Friday, 30 June 2017 00:00

Yoga Affects Your Body, Mind…and Molecules?

If you're already doing yoga, then you know how great it can make you feel. It has an impact on your overall health, balance, flexibility, pain tolerance and many other physical factors. It helps to support your mental and emotional health while staving off stress, anxiety and depression. But new research published in the Frontiers of Immunology journal shows that it affects you right down to your cells and even at a molecular level.

This highly measurable impact makes it challenging for some skeptics to be able to cling to the thought that the impact of yoga is merely a placebo. The newly published research has only added to an ever-growing body of evidence supporting the practice of yoga – and other similar practices such as meditation and tai chi – for a spectrum of different potential benefits.

This research determined that this type of practice can measurably reverse certain molecular reactions that occur within your DNA. These reactions are linked with damage from stress which often lead to unwanted outcomes such as disease and depression. When subjected to prolonged stress, the sympathetic nervous system is triggered. This activates certain genes which are responsible for the production of cytokines, which are a type of protein. Those proteins bring about cellular inflammation.

If this happens on occasion or quite rarely, the odds are that there won't be much – if any – long term impact. However, when the stress impact is continual, the chronic inflammation heightens the risk of mental health conditions such as depression and anxiety, certain cancers and premature aging of organs, muscles, bones and even the brain.

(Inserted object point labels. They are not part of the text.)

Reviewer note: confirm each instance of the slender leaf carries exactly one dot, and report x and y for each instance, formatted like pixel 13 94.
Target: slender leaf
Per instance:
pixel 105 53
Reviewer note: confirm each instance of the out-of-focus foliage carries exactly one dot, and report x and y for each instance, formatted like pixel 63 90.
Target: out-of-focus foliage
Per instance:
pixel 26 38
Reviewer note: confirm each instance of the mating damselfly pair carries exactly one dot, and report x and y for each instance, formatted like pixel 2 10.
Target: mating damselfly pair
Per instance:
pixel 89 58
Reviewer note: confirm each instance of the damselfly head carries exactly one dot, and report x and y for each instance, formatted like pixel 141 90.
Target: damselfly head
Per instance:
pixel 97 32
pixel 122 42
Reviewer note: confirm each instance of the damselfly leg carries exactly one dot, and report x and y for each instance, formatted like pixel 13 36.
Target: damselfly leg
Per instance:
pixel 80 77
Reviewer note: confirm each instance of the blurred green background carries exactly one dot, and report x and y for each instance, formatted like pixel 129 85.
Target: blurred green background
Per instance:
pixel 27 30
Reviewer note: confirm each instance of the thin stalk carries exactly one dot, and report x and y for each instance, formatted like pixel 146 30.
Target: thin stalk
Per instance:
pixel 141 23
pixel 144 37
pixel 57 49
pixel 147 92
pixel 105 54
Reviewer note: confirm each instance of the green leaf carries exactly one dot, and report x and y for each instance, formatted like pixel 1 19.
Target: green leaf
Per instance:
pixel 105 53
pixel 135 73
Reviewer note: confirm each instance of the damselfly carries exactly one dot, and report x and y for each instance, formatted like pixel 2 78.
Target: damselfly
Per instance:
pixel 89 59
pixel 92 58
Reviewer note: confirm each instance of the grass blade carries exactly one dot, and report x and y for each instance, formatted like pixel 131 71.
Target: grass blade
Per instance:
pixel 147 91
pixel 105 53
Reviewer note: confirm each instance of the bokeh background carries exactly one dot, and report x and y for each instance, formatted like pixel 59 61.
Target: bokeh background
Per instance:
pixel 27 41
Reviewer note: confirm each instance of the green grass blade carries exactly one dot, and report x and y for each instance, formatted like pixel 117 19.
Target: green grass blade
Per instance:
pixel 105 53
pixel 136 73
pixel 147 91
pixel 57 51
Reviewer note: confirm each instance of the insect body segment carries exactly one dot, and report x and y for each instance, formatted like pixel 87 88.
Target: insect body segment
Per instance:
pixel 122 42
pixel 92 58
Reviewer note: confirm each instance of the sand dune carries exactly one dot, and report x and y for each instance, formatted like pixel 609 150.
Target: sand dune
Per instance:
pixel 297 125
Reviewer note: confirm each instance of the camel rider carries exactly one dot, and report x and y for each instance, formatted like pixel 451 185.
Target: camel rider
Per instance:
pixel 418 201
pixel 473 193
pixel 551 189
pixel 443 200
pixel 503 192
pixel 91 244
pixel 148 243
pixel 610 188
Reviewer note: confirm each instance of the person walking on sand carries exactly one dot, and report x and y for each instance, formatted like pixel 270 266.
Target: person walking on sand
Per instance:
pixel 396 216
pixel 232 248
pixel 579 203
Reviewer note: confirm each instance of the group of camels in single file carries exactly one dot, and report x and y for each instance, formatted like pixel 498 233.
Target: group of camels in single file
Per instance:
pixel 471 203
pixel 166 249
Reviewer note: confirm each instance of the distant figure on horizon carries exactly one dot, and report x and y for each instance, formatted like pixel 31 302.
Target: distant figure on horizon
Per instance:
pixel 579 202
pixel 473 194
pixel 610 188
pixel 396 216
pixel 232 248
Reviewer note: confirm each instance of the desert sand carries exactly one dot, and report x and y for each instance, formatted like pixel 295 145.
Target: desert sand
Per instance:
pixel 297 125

The research found that people who take part in mind-body practices such as mindfulness, meditation, tai chi and yoga appear to have a reduced cytokine production level. This reduces inflammation and can even reduce the impact of pre-existing inflammation, decreasing the impact and risk associated with the illnesses associated with extended heightened inflammation.
The new study helps to provide a more concrete, measurable and physical form of evidence to underscore the types of impact that practicing yoga can have within the body. This helps to explain why the benefits associated with the practice are occurring and may help in the development of preventative and treatment therapies for a range of conditions into the future.

While it's already becoming increasingly commonplace for conventional doctors to recommend yoga for certain patients who suffer from various forms of pain and injury, it may also become a regular part of the protocol assigned to individuals at risk of certain mental and physical ailments as well.